Издалека берет начало этот лес, от самой Волги-матушки. Этот край не только старику, а и быстроногим лосям не обойти. Тут самые могучие сосны растут. Их красные кроны, словно церковные свечи, стоят прямо, торжественно. Там, за соснами, спряталась от ветра березовая рощица, как стайка юных девушек. В болотистых местах вместе с раскидистыми ивами растут задумчивые клены. Изредка то тут, то там можно встретить дубы, ясени, липы.
Лес не пугал Видмана, он часто останавливался, прислушивался к его дыханию. Раз старик вспугнул диких кабанов. Стадо дремало позади лесного ручейка. Видман затаился: дикие свиньи могут своими зубами-кинжалами на куски разорвать, если им что не понравится.
Затем прошел мимо медвежьей берлоги. Накрытое сухими ветками укрытие хозяина леса притаилось под поваленной молнией сосной. Из отверстия берлоги исходил дурной тяжелый запах. Встреча с медведем обещала мало приятного. Его зимой брать надо, во время спячки. А сейчас он без труда кости может тебе поломать. А вот лосиные следы. Трое здесь проходило: лось с лосихой и детеныш. Скоро Видман их увидел, этих гордых лесных красавцев. На небольшой полянке они пощипывали травку. Долго Видман наблюдал за животными из-за ствола дерева. Ноги онемели, спина затекла, и дед решил присесть на пушистый мох.
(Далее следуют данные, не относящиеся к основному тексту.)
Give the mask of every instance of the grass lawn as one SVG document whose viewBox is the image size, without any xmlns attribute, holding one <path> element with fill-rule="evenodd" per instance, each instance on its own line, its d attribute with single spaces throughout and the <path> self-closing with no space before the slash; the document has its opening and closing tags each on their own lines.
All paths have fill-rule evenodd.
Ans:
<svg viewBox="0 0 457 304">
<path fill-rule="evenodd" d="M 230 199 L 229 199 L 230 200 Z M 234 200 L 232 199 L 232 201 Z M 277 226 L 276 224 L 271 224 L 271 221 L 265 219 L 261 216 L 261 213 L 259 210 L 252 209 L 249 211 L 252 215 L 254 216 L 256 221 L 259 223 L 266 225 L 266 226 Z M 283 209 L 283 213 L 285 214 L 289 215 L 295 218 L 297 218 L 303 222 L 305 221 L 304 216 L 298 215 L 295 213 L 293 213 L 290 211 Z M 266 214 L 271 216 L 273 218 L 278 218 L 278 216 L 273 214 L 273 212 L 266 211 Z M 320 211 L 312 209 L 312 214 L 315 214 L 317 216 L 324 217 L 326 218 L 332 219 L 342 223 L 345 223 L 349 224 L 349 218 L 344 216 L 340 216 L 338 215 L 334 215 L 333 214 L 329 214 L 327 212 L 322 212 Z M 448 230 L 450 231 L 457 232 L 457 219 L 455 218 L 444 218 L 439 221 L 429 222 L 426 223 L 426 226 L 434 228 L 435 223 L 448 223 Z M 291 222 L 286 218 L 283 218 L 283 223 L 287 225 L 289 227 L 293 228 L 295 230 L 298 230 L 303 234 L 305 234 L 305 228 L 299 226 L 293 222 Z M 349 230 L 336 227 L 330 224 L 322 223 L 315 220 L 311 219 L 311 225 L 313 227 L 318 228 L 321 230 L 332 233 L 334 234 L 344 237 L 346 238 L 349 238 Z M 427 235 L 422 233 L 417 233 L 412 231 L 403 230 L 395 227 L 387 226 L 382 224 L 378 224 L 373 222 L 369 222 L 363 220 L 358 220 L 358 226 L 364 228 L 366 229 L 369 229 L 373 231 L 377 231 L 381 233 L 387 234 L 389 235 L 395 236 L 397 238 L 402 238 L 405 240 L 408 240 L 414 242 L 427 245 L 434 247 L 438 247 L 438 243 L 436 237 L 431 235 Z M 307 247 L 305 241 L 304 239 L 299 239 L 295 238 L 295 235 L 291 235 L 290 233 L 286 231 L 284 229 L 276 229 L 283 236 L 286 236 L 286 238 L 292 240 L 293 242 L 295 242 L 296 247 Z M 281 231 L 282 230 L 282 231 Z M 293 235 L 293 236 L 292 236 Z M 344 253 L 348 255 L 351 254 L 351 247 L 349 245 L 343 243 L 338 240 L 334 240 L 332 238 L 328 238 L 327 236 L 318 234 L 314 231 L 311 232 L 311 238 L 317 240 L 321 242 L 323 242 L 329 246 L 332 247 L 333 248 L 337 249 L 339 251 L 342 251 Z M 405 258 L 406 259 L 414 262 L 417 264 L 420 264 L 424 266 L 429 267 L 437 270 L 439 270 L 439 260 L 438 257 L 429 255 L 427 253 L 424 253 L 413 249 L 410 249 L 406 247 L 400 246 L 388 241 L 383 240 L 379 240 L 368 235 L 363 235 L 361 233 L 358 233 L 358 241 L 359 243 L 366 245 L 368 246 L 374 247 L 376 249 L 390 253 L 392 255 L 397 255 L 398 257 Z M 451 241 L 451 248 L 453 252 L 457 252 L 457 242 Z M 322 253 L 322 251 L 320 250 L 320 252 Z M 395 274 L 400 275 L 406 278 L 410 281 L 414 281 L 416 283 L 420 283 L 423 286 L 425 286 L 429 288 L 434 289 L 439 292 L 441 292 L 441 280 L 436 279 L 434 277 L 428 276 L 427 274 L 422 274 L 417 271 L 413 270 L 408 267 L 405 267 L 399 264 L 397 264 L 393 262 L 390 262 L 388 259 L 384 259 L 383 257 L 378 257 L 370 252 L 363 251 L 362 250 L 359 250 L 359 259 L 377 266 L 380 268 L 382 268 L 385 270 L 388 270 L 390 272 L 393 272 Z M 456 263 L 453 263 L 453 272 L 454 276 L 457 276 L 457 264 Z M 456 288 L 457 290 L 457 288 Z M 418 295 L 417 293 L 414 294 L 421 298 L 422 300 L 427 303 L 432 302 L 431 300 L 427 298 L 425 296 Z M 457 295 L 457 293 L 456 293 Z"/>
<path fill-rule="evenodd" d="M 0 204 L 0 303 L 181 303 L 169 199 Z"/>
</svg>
Но под ним звонко хрустнула сухая сосновая шишка. Лосиха с тонконогим лосенком прыгнули в ближайший кустарник, а самец, обернувшись на звук, встал в боевую позу и трубно замычал. Видман, не дожидаясь, когда лось кинется в атаку, вышел из укрытия и ласково сказал:
— Ладно, ладно, прости старика, нарушил ваш покой!
Лось в ответ вновь затрубил громко и протяжно, и ушел в заросли кустарника с гордо поднятой головой, демонстрируя свое превосходство и силу. Видман вслед ему только головой покачал: какой горделивый! А человек живет, живет, и никто его ни во что не ставит, он как обыкновенный дождевой червь — кому помешает — раздавят… Зачем тогда рождаться на белый свет, если пользы от тебя с подсолнечное зернышко?..
* * *
Окся долго наблюдала за отцом, до тех пор, пока тот не скрылся из виду. Уговаривала его не ходить в лес, слаб ведь совсем. Но он не послушал. Что теперь будет?
После выгона стада с соседкой Настей Манаевой собрались идти на просеку за смолой. Вернулись оттуда вечером. В доме один Никита. Отец не вернулся из лесу и на следующее утро. Окся побежала к Виртяну Кучаеву. Тот поднял мужиков на поиски старика. Видмана нашли в овраге Ракшлейка у родничка, бьющего фонтаном из-под округлого дикого камня. Он лежал лицом вниз. Тело уже окоченело, худые скулы были белыми.